Он поставил сухое блюдечко и пальцем провел под мокрым носом.
…В ту ночь Софья Васильевна видела во сне, что, кушая булку, она накололась на кинжал…»
Большего не помню. Помню лишь, что в словах мальчика слово «буржуй» проходило во всех падежах. Рассказ этот, как сказал, списан с натуры. Он рисует атмосферу и разговоры, среди которых росли тогда крестьянские дети…
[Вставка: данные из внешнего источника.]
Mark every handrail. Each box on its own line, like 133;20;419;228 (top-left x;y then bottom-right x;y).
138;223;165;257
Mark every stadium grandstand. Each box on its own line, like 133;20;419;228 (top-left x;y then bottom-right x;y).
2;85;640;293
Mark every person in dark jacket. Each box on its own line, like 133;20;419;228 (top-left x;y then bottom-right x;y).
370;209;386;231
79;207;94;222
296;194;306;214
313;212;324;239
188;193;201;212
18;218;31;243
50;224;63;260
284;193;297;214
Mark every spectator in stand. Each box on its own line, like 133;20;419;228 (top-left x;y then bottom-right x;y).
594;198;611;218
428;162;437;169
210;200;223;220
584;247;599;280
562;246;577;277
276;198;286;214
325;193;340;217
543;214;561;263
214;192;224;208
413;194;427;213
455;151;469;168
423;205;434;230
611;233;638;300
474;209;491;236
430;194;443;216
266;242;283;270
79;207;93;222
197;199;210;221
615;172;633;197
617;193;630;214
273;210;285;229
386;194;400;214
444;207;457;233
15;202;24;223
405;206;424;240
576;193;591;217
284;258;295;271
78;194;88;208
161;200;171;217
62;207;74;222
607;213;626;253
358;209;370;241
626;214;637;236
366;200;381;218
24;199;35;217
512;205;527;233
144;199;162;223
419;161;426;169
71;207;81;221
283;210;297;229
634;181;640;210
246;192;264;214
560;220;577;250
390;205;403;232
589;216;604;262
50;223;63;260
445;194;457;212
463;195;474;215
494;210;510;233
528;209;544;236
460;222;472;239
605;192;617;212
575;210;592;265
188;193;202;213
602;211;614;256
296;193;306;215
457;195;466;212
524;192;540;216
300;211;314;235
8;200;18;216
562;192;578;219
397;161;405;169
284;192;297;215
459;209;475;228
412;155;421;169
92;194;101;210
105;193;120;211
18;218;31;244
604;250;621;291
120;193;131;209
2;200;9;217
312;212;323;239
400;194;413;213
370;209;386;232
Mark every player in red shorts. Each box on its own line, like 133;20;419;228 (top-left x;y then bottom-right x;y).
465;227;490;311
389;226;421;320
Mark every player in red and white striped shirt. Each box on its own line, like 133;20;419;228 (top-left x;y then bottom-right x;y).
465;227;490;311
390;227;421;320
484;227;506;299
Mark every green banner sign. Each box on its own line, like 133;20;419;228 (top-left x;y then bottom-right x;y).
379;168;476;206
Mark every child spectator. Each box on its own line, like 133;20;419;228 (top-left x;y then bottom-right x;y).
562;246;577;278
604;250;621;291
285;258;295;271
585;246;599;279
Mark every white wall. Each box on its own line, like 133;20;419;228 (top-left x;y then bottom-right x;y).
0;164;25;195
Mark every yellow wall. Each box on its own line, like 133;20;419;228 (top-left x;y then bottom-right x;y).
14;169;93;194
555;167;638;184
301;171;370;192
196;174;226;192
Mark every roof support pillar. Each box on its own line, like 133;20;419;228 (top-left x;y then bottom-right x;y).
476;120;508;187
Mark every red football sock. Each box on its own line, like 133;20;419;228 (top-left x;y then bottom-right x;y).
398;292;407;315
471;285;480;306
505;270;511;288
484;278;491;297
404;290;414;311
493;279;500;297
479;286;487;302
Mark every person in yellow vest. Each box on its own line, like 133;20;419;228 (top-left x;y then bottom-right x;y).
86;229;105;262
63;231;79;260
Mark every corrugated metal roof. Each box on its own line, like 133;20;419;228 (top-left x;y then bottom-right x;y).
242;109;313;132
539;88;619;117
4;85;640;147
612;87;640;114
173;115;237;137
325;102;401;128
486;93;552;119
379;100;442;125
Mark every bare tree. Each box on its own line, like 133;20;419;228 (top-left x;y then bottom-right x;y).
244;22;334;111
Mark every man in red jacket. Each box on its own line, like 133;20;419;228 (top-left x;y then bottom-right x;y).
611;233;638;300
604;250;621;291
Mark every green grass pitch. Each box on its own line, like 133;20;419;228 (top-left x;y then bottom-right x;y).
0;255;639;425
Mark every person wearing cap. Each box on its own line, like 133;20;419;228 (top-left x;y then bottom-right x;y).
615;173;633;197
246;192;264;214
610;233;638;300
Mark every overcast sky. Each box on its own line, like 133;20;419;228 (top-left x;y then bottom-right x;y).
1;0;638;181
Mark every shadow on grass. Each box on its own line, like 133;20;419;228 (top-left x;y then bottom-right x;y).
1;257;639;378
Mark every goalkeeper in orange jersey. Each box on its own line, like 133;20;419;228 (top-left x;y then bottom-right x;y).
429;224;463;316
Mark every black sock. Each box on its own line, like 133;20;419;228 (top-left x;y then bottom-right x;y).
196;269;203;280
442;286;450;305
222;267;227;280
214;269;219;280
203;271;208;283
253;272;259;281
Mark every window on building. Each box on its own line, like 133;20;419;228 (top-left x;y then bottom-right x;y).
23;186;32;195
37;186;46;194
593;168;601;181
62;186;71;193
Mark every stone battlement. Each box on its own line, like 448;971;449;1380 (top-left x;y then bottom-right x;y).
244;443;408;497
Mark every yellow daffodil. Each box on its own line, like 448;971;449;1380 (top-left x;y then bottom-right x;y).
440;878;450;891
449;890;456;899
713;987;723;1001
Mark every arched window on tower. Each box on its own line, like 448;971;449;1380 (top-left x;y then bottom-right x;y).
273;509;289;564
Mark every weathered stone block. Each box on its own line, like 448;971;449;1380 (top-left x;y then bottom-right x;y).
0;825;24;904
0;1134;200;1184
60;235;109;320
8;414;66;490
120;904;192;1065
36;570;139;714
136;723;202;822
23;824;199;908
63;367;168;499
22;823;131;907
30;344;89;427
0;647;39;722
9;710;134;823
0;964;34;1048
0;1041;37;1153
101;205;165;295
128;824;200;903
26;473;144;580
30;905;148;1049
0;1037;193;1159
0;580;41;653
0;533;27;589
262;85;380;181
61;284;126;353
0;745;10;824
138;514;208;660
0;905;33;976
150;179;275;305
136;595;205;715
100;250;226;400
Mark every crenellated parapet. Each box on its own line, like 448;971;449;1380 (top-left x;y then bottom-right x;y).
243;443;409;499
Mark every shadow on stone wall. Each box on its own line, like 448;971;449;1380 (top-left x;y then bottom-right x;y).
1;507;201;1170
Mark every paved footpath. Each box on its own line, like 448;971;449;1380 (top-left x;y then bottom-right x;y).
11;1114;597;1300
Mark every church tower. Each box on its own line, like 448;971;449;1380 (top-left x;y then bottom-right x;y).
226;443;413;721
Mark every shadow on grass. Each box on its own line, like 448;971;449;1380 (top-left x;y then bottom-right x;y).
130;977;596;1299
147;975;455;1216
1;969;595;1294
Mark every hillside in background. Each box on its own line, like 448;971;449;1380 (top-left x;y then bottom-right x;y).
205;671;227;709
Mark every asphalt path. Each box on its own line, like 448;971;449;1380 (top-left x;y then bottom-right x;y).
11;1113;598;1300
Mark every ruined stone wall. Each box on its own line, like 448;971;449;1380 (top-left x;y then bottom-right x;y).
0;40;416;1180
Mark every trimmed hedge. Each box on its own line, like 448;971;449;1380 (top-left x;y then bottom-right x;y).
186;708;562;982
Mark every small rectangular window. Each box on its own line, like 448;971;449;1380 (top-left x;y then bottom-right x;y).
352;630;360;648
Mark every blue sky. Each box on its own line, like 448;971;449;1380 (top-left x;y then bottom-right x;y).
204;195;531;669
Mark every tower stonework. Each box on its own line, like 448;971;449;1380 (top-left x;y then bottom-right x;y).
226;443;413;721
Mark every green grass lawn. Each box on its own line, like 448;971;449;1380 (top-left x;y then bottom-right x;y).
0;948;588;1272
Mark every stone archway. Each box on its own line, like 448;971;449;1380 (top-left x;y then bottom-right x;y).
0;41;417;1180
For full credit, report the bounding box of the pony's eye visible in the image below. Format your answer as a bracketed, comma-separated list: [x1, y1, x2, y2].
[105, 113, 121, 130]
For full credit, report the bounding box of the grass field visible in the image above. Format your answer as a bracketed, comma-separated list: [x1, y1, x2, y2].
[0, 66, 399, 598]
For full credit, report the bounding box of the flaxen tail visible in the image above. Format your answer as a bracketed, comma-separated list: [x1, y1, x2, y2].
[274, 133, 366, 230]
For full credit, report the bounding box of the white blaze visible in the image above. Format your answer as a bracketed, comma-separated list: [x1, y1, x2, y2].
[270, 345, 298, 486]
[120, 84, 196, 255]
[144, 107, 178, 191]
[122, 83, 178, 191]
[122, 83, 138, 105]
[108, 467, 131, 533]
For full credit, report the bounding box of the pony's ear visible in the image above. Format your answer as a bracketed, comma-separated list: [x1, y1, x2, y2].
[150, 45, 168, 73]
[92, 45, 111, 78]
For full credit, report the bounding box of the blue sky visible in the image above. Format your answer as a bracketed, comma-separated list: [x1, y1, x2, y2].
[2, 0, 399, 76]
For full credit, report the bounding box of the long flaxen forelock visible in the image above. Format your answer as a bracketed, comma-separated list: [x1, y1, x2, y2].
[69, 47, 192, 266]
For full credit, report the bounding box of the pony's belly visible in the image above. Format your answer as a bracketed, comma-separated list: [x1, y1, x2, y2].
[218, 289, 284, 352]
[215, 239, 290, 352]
О тогдашние разговоры! Ведь вся Россия говорила: город говорил, деревня говорила, вокзалы говорили, в вагонах заснуть нельзя было, потому что вся Россия говорила. И что за нечесанные речи! Обо всем, специальностей не было, всякий обо всем. Хотелось бы и теперь послушать некоторых из наших говорунов. Один, косивший у меня в парке, сказал мне, значительно покачав головой: «Мы что, а вот послушайте, сын мой приедет, вот говорит так говорит»… И вот приехала эта птица в защитном цвете и в папахе. Наслышался я тогда всяких «контактов» и «продуктивностей». Удивительно, как человек думает, что он поумнел, оттого что употребляет слова, которых не понимает. От времени до времени ссылка на авторитет: «Про это хорошо сказала Брешко — Брешковская…» Что сказала, я, разумеется, не помню; ведь для этих людей цитировать имя важнее, чем сама цитата. Другой был Андрей Кованев села Несевкина. Он был из числа деятельных, участвовал в комиссиях, куда‑то к сроку поспевал, из тех, которые думают, что без него если не Россия, то уезд, во всяком случае, пропадет. Он меня почему‑то выбирал жертвою своего красноречия, и все у него возвращалось, что он принимает меры, «а то боюсь, как бы у нас не вышел конфеликт на почве аграрных беспорядков». Очень ему нравилась эта закругленная фраза, но предотвратить он не сумел. Во всей России самая ужасная губерния была Тамбовская, во всей Тамбовской губернии самый ужасный был Борисоглебский уезд, и во всем уезде самый ужасный наш околоток: имена Мучкапа, Алабух и станции Волконской впоследствии я читал уже в Москве как место действия самых кровавых «конфеликтов».